Russia to suffer if West takes its money back
Oleg Vyugin, Chairman of MDM bank and a former Deputy Finance Minister, said Russian businesses should prepare for the worst.
“If the U.S. enters recession, Russia will suffer a slowdown. The first wave of the credit crunch forced the likes of Maxi Group to sell out to bigger rival NLMK. Everyone’s just thinking ‘we’ll be all right’, but a second wave will hit bigger companies, and the Russian Central Bank needs to prepare for that,” he said.
The First Deputy Chairman of the Central Bank, Aleksey Ulyukaev, said it was ready to act.
“The Central Bank’s powers are there to act as creditor of last resort if a Russian borrower can’t find finance on Western markets. We’ve already substantially increased liquidity in August, September and October, when Russian capital flight totalled $US 11 billion and many Russian borrowers were unable to refinance their debts,” he said.

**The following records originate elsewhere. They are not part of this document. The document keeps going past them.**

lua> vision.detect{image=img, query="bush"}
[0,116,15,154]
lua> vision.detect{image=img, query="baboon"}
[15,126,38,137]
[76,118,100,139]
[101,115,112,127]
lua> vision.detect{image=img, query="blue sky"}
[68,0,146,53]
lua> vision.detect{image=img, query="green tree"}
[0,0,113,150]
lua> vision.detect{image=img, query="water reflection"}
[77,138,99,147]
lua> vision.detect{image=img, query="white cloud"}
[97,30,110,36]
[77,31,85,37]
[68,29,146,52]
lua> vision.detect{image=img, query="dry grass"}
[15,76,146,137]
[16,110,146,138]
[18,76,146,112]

Some domestic analysts maintain Russia will not suffer significantly. Scares in the banking system are pushing investors to the haven of commodities. With the likes of gold topping $US 800 per ounce on Wednesday and record prices for platinum, Russia’s many natural resources exporters are healthier than ever.
But banking leaders warn that Russia’s economy is now too inter-connected with the rest of the world to ignore global market turmoil.